Already at the very beginning of the presidential elections in Poland, it was clear that it would be a tough competition, both for the candidates and for Poles who desperately counted on a change of guard. For this reason, it would be brutal to leave readers with the conclusion that such warning signals as minimal interest in Robert Biedroń, a man whose opinion could be of importance to Duda’s sermons in Brzeg, or the lack of interest in Trzaskowski’s figure earlier in the elections provided more information than any political polls of the time.
Instead, consider the obvious benefits of using this method to measure the effectiveness of political commitment, and how we can tell if the public is sympathetic to certain programs, if at all.

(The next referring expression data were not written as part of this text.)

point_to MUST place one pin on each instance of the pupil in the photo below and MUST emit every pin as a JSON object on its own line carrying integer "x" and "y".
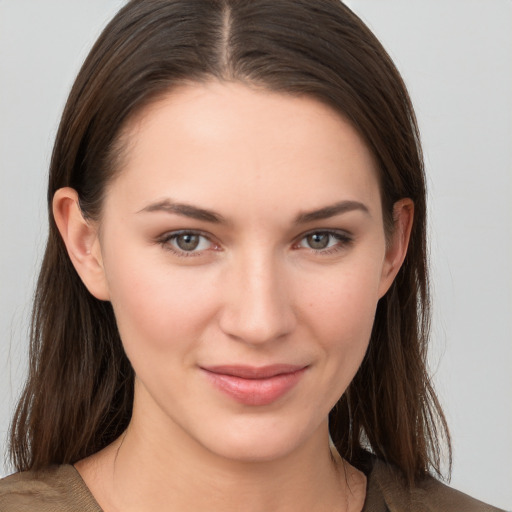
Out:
{"x": 318, "y": 240}
{"x": 188, "y": 242}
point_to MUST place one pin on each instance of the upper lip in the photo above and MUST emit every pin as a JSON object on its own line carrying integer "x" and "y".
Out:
{"x": 254, "y": 372}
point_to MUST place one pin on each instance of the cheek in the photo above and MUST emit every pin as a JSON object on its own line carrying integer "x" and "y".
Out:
{"x": 157, "y": 307}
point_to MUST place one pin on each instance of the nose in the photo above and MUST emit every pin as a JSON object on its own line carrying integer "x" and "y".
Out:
{"x": 258, "y": 306}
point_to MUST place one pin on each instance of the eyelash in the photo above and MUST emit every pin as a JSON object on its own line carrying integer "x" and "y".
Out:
{"x": 343, "y": 238}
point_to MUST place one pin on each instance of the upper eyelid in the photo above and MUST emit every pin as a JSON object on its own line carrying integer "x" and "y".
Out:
{"x": 171, "y": 234}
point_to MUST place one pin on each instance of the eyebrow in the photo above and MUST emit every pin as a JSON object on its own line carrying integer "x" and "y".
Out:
{"x": 193, "y": 212}
{"x": 331, "y": 211}
{"x": 185, "y": 210}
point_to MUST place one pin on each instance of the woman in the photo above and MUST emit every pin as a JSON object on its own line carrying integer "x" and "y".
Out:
{"x": 235, "y": 274}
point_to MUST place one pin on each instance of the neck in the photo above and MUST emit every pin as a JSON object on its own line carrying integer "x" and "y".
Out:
{"x": 151, "y": 469}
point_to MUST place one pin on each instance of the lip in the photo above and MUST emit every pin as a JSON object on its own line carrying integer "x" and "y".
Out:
{"x": 251, "y": 385}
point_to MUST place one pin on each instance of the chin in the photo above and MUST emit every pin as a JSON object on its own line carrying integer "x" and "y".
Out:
{"x": 257, "y": 442}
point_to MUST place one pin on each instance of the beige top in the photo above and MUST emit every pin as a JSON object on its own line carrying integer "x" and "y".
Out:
{"x": 61, "y": 489}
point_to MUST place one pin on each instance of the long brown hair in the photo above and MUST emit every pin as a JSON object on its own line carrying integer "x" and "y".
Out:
{"x": 79, "y": 392}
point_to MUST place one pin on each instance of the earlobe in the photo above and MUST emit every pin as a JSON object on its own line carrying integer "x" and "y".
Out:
{"x": 403, "y": 216}
{"x": 80, "y": 237}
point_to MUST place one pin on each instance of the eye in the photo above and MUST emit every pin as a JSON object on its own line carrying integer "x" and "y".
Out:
{"x": 186, "y": 243}
{"x": 325, "y": 241}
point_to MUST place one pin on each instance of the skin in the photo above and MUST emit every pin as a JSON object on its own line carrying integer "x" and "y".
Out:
{"x": 253, "y": 292}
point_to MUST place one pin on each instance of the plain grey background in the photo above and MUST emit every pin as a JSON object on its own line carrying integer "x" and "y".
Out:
{"x": 455, "y": 56}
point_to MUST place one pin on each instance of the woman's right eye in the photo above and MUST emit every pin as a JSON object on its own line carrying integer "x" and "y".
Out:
{"x": 186, "y": 243}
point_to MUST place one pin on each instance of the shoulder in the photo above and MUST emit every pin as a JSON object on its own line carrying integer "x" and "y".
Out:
{"x": 55, "y": 489}
{"x": 430, "y": 495}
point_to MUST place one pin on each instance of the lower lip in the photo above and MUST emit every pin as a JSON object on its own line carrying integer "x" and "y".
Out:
{"x": 255, "y": 391}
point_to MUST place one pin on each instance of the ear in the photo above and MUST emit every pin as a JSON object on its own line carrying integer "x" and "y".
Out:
{"x": 82, "y": 242}
{"x": 403, "y": 215}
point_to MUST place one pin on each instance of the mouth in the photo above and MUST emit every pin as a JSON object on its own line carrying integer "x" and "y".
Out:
{"x": 254, "y": 386}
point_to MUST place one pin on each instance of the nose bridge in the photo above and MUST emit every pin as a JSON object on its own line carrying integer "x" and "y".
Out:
{"x": 258, "y": 307}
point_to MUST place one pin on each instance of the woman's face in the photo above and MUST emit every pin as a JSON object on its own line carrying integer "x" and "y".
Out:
{"x": 243, "y": 251}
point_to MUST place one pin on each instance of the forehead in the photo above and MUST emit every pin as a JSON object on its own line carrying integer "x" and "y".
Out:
{"x": 229, "y": 145}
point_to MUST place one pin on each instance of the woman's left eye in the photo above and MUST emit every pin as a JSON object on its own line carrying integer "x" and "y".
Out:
{"x": 324, "y": 241}
{"x": 186, "y": 243}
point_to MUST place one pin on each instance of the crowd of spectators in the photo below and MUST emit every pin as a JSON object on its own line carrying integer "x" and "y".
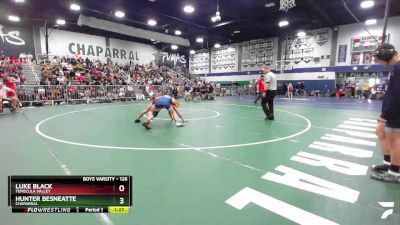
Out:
{"x": 11, "y": 67}
{"x": 360, "y": 89}
{"x": 79, "y": 71}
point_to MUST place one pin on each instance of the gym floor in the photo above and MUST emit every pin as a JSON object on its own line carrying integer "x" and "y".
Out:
{"x": 202, "y": 173}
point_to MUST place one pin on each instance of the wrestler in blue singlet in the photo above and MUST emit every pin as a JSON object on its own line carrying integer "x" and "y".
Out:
{"x": 164, "y": 102}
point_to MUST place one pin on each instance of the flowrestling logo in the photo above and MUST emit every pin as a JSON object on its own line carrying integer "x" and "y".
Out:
{"x": 12, "y": 37}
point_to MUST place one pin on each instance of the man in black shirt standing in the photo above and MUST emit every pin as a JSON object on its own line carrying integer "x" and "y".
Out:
{"x": 386, "y": 54}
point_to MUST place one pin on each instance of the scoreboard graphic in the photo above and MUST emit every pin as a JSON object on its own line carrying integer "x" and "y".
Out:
{"x": 70, "y": 194}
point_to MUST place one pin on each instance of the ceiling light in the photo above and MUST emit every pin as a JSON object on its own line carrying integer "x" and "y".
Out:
{"x": 283, "y": 23}
{"x": 188, "y": 9}
{"x": 119, "y": 14}
{"x": 13, "y": 18}
{"x": 370, "y": 22}
{"x": 217, "y": 16}
{"x": 367, "y": 4}
{"x": 75, "y": 7}
{"x": 269, "y": 5}
{"x": 301, "y": 34}
{"x": 152, "y": 22}
{"x": 60, "y": 22}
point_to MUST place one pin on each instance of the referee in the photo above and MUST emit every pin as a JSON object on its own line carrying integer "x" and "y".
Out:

It can also be of great benefit to the candidates themselves as they can measure their wins and flaps in real time. Would Trzaskowski be more involved if he knew he was losing it to the incumbent because of his radical public appearances? Probably.
The above insights are just an introduction to the vast knowledge that can be learned from Google Trends. Rather than relying on the names of the candidates, we could also look at specific keywords that can tell us much more about the people who perform these searches, such as what part of the country they come from and whether they have any other associations with the candidates. But that may be a topic for another analysis.